Reading Avro, writing Avro

AvroTextOutputFormat (implies “bytes” schema)

To write the output in Avro format instead of plain-text, use the same general options as in the previous example but also add:

$ hadoop jar hadoop-streaming-2.0.0-mr1-cdh4.3.0.jar \
    [...]
    -outputformat org.apache.avro.mapred.AvroTextOutputFormat

AvroTextOutputFormat is the equivalent of TextOutputFormat. It writes Avro data files with a “bytes” schema.

Note that using IdentityMapper as a naive mapper as shown in the previous example will not result in the output file being identical to the input file. This is because AvroTextOutputFormat will escape (quote) the input data it receives. An illustration might be worth a thousand words:

# After having used IdentityMapper as in the previous example
$ hadoop fs -copyToLocal streaming/output/part-00000.avro .
$ java -jar avro-tools-1.7.6.jar tojson part-00000.avro  | head -4
"{\"username\": \"miguno\", \"tweet\": \"Rock: Nerf paper, scissors is fine.\", \"timestamp\": 1366150681}\t"
"{\"username\": \"BlizzardCS\", \"tweet\": \"Works as intended.  Terran is IMBA.\", \"timestamp\": 1366154481}\t"
"{\"username\": \"DarkTemplar\", \"tweet\": \"From the shadows I come!\", \"timestamp\": 1366154681}\t"
"{\"username\": \"VoidRay\", \"tweet\": \"Prismatic core online!\", \"timestamp\": 1366160000}\t"

Custom Avro output schema

This looks not to be supported by stock Avro at the moment. A related JIRA ticket AVRO-1067, created in April 2012, is still unresolved as of July 2013.

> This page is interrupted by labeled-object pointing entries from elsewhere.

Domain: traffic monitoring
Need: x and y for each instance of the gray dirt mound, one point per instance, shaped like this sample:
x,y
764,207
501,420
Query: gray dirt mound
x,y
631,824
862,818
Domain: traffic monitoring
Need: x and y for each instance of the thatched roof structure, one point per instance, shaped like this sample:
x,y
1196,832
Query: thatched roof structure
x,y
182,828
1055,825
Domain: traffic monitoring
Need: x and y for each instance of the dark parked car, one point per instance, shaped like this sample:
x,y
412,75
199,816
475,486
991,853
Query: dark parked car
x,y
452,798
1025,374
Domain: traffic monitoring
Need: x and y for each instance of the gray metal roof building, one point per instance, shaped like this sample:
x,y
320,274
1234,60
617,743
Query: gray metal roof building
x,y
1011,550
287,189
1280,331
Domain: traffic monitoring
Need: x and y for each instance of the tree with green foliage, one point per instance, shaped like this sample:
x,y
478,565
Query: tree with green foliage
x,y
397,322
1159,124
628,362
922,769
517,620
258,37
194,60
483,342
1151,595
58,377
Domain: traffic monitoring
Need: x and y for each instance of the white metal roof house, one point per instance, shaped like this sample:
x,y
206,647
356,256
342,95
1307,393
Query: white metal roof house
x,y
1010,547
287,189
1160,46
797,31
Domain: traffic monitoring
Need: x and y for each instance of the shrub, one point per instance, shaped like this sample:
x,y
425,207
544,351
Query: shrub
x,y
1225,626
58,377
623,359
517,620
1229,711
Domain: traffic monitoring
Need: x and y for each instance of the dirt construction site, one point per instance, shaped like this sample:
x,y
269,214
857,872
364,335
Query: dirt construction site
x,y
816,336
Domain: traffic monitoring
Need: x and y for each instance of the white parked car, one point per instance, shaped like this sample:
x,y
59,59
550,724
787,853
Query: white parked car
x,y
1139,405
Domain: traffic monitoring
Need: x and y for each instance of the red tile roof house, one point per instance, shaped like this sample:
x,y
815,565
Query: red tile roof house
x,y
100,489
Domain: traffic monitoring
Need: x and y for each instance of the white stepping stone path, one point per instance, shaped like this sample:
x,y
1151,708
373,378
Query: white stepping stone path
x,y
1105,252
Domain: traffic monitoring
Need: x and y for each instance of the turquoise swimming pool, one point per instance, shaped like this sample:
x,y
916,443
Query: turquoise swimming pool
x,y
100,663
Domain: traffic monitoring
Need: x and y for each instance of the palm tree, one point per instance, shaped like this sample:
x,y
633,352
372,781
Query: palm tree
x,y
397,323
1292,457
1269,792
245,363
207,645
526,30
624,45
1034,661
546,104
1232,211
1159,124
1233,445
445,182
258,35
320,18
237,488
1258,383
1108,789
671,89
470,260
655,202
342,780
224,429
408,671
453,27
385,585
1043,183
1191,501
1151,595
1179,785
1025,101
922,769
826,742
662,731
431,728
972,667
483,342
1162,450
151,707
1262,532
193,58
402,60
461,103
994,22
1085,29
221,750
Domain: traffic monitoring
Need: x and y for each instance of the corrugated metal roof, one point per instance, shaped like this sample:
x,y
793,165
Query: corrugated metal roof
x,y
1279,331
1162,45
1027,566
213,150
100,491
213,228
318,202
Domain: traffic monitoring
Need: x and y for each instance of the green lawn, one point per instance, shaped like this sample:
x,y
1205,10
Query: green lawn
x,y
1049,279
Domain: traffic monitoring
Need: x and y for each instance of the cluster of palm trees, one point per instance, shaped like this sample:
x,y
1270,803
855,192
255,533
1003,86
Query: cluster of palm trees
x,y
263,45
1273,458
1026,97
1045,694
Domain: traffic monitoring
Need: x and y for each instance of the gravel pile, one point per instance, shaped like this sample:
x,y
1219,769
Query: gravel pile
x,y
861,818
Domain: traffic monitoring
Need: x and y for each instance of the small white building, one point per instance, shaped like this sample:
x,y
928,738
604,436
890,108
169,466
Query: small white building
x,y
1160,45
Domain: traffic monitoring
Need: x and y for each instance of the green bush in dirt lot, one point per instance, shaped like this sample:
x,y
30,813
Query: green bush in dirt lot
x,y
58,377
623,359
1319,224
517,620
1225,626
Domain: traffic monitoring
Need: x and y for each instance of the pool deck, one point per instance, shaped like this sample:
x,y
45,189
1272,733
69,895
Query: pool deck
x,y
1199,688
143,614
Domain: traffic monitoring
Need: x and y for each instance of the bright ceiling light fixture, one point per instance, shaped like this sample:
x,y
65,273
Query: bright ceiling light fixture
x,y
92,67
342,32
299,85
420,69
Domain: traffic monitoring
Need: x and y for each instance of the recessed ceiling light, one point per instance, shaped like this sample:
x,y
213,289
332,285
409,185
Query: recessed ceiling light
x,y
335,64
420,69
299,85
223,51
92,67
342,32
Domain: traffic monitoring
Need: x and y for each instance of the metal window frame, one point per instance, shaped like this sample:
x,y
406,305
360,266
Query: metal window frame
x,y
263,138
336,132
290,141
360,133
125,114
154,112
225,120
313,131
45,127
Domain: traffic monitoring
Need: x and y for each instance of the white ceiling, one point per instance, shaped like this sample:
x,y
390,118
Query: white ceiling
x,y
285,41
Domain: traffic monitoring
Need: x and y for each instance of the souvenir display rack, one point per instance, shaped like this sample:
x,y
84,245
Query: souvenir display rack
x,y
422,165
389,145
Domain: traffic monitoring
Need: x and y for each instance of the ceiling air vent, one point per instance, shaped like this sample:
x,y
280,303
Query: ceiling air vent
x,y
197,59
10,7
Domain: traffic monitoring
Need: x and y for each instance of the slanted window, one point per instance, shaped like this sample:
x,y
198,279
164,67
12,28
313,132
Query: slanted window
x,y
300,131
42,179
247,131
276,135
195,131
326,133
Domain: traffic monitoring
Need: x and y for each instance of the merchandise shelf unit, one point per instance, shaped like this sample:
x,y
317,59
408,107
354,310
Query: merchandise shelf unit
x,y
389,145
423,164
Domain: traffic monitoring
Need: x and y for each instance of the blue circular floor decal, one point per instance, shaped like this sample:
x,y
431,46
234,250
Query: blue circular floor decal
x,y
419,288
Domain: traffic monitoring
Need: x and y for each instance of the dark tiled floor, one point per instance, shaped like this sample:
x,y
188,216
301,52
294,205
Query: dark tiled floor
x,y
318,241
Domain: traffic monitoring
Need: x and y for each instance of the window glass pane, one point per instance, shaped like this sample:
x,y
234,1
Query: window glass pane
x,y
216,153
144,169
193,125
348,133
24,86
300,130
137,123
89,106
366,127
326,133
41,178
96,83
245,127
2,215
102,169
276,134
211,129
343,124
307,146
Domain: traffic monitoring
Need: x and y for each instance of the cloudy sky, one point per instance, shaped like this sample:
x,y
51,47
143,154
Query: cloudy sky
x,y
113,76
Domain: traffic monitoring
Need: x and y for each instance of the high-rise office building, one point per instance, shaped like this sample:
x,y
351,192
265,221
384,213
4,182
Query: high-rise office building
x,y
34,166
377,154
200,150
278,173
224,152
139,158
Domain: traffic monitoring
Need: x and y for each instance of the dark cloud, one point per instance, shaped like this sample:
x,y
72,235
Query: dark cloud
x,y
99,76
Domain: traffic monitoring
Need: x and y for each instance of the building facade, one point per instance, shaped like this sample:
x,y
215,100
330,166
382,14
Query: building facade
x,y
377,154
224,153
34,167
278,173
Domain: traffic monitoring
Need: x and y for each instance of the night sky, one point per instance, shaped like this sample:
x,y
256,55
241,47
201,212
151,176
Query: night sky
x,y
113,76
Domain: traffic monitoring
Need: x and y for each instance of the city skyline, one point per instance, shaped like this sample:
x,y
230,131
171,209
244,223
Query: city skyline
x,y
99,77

For a workaround take a look at the section Avro output for Hadoop Streaming at avro-utils, a third-party library for Avro.

Enabling compression of Avro output data (Snappy or Deflate)

If you want to enable compression for the Avro output data, you must add the following parameters to the streaming job:

# For compression with Snappy
-D mapred.output.compress=true -D avro.output.codec=snappy

# For compression with Deflate
-D mapred.output.compress=true -D avro.output.codec=deflate

Be aware that if you enable compression with mapred.output.compress but are NOT specifying an Avro output format (such as AvroTextOutputFormat) your cluster’s configured default compression codec will determine the final format of the output data. For instance, if mapred.output.compression.codec is set to com.hadoop.compression.lzo.LzopCodec then the job’s output files would be compressed with LZO (e.g. you would see part-00000.lzo output files instead of uncompressed part-00000 files).